A first step towards greater transparency is for the government to voluntarily disclose when algorithms have played a role in making a decision or in the lead-up to it, along with a clear explanation. This can be included in the explanatory note accompanying the decision. “Judges must be able to scrutinize government decisions for issues like discrimination, even when algorithms are involved. Therefore, active transparency about the use of algorithms is crucial. This way, citizens, lawyers, and judges can be vigilant,” Wolfsen emphasized.
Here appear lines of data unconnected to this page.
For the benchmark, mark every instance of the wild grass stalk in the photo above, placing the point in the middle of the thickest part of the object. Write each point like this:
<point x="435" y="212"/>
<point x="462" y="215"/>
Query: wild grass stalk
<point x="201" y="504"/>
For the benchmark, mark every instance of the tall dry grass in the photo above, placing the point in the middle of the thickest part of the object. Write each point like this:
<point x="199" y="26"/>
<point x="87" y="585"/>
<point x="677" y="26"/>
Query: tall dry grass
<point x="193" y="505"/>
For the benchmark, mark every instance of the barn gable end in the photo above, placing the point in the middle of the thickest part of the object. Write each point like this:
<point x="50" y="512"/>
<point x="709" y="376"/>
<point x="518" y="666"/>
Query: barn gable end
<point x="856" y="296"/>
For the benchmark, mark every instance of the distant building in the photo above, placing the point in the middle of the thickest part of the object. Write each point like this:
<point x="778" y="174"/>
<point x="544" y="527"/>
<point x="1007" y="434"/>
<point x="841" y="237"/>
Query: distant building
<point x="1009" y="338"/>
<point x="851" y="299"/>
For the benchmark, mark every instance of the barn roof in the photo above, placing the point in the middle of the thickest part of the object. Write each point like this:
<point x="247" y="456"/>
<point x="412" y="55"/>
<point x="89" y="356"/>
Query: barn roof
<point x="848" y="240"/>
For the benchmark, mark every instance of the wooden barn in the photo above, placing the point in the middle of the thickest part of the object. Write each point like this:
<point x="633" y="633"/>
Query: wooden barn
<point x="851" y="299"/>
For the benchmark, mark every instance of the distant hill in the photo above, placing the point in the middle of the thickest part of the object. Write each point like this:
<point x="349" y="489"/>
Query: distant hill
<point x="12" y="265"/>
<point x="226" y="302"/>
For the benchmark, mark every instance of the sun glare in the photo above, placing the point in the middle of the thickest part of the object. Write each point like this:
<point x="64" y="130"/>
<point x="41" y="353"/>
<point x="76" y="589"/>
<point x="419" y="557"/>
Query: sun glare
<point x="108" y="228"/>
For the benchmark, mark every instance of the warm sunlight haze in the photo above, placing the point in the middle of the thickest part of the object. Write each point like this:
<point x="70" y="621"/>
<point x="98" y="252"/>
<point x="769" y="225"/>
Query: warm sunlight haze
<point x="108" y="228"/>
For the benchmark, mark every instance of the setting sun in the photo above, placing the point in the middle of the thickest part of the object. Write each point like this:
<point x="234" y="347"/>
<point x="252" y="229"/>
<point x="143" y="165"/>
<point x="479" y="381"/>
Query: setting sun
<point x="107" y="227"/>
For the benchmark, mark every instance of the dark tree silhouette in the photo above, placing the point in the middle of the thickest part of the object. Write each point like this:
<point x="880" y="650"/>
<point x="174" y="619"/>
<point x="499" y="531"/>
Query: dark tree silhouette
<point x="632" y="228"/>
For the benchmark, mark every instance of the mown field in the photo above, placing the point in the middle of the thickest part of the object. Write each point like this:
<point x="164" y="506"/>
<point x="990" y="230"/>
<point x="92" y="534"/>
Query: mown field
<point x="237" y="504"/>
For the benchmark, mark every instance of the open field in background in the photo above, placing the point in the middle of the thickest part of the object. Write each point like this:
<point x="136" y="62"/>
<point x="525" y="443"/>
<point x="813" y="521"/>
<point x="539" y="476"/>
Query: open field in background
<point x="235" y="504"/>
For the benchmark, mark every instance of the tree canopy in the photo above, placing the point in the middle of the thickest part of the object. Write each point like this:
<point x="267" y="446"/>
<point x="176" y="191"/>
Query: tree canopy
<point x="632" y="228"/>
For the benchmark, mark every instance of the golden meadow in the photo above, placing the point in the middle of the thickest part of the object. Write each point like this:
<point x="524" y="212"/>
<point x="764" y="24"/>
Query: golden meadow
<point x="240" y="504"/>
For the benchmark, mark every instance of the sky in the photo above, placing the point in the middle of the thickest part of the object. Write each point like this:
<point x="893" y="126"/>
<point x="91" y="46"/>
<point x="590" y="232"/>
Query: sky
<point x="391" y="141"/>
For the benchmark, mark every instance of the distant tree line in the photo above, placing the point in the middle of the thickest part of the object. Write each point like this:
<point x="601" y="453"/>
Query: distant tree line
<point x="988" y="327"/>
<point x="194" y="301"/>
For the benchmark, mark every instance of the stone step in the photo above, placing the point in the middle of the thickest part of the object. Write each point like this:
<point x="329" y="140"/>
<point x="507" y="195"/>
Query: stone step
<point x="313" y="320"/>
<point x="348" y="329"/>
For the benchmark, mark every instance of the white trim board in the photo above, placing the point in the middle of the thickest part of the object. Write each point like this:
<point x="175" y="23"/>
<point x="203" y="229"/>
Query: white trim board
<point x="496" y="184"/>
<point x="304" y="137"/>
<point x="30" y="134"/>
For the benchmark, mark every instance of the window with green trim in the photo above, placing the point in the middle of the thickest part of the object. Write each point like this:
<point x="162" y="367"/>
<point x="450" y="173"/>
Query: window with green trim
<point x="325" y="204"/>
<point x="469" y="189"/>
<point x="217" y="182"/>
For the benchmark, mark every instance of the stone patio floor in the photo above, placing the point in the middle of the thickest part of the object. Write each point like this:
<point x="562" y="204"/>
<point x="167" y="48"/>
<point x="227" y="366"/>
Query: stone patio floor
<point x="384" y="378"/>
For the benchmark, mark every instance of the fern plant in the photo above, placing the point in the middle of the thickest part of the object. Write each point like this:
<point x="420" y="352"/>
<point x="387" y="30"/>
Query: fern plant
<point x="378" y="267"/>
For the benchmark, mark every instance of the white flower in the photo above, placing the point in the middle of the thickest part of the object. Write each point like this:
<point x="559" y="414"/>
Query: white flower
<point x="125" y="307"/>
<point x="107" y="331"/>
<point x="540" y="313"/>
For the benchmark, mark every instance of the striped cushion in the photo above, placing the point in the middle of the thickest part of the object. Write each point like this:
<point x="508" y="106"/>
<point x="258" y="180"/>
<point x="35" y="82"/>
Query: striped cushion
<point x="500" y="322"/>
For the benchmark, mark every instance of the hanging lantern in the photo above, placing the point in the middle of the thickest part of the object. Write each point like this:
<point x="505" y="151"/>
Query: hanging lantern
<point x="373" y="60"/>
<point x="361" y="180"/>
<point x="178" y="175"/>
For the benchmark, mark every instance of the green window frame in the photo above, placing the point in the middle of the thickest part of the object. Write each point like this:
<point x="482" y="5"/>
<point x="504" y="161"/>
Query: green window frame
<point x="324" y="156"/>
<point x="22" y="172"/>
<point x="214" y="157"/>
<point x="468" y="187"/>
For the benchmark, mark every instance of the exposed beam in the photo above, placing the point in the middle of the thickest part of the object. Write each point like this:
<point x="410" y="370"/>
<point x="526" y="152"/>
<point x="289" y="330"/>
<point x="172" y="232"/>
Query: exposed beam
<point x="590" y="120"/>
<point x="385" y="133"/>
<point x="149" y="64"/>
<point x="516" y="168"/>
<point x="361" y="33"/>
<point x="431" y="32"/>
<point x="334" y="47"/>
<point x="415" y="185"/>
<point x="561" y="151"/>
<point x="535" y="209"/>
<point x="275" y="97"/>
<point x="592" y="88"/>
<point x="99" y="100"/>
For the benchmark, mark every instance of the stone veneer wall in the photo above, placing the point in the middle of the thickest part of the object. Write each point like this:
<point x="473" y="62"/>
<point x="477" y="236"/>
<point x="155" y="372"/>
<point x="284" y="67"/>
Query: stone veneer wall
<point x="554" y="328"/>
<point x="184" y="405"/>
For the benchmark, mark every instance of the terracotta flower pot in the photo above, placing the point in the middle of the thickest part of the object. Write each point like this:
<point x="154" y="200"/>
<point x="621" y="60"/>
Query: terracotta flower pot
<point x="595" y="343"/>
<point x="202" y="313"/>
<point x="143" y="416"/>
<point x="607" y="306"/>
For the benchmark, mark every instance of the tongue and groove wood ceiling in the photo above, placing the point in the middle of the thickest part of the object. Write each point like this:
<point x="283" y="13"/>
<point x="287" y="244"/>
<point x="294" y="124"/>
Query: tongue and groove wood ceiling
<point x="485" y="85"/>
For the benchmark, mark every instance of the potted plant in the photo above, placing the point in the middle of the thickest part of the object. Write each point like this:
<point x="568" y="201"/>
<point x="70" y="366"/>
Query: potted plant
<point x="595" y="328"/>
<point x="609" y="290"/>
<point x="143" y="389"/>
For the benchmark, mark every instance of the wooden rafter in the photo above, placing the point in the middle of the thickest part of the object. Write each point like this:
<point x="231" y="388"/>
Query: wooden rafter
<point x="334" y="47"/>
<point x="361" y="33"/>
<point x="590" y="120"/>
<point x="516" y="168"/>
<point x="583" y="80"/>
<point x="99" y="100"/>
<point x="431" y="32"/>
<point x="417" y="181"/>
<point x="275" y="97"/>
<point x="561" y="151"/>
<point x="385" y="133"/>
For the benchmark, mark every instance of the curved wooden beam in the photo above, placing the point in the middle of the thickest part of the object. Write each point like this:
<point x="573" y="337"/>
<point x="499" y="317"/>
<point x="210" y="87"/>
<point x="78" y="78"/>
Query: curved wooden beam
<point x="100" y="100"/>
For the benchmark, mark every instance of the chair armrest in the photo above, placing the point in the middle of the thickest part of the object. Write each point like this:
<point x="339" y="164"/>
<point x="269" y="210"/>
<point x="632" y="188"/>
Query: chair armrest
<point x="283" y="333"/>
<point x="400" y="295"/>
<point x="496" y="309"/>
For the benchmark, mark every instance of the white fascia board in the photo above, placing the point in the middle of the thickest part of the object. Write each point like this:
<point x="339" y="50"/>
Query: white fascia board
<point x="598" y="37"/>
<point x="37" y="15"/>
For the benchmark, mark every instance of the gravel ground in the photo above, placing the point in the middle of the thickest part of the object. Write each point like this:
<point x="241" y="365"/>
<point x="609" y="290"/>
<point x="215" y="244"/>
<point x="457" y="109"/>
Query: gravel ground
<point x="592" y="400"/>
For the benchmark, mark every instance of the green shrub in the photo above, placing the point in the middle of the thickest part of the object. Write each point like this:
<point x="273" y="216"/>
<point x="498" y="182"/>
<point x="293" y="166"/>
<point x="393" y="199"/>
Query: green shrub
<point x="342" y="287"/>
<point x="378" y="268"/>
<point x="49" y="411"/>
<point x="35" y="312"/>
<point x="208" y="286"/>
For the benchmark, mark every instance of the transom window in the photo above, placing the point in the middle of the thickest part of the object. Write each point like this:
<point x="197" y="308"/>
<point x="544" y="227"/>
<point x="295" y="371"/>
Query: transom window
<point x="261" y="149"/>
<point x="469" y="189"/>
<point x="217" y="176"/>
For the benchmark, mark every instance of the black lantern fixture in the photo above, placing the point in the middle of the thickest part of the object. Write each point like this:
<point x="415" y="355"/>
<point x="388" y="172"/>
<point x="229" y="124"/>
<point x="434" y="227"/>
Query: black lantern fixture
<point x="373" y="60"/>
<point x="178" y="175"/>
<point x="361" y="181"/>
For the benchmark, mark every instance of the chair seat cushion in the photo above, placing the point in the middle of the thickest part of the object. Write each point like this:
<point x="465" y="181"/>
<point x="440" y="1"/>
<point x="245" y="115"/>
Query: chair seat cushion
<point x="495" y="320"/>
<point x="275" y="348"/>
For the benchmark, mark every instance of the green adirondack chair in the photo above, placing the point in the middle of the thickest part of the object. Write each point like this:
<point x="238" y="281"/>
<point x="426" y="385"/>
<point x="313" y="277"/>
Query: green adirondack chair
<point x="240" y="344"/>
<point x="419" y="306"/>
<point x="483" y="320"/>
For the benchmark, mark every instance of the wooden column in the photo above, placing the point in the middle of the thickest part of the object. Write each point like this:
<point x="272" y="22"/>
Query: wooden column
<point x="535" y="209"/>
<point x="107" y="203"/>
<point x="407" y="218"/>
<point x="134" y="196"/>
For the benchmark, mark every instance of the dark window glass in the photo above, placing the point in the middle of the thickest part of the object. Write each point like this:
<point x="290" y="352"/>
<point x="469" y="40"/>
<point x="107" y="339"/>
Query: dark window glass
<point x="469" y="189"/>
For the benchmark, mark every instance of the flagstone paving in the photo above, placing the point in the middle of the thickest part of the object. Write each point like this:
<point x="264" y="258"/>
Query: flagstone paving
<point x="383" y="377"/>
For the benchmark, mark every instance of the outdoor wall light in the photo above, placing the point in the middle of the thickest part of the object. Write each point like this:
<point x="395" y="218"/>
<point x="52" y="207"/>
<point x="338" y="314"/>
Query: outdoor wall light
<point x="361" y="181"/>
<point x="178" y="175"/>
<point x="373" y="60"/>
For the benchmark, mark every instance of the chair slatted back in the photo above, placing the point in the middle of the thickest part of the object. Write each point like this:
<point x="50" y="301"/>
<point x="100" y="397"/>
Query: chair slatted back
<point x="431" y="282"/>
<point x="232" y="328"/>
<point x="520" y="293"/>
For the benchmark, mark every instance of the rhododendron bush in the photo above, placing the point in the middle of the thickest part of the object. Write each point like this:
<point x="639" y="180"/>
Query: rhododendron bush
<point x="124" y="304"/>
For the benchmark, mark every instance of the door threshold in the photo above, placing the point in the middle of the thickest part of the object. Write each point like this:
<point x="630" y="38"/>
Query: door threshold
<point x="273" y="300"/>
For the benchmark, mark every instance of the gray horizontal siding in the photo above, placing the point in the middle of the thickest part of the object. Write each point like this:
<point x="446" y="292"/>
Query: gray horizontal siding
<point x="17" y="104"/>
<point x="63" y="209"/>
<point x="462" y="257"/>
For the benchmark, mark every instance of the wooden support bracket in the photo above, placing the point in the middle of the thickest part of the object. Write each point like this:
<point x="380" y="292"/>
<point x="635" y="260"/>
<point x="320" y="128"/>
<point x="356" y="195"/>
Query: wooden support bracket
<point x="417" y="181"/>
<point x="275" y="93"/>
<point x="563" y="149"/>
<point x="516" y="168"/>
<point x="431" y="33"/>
Looking Beyond the Dispute: the impact of algorithms on government decisions

However, transparency alone is not sufficient. It is also necessary for judges to actively examine the impact of algorithms on government decisions. Judges should always look beyond the specific dispute that brought someone to court.


Wolfsen explained, “The government often uses algorithms to improve efficiency by deploying them on a large scale. As a result, the potential risks—such as incorrect outcomes and discrimination—can affect a large group of people. We saw this in the Childcare Benefits scandal.”


“Judges should be especially vigilant at any suspicion that an algorithm has been used in or leading up to a decision, for example, for risk selection. They should examine this even if lawyers or citizens do not raise the issue. If there has been discrimination in the lead-up to a decision, it almost always affects the legality of the subsequent decision.”


Moreover, Wolfsen’s call for judges to actively investigate the use and impact of algorithms is crucial. This proactive stance is necessary to catch and correct potential biases and inaccuracies early, preventing harm to citizens. Given the increasing reliance on AI and algorithms in public administration, the judiciary’s role as a watchdog is more important than ever. Judges must not only address the immediate disputes but also the systemic issues that might arise from the widespread use of such technologies.


In conclusion, enhancing transparency and judicial vigilance are vital steps toward a more just and equitable use of AI and algorithms in government decisions. The principles outlined by Wolfsen provide a strong foundation for improving oversight and protecting citizens’ rights.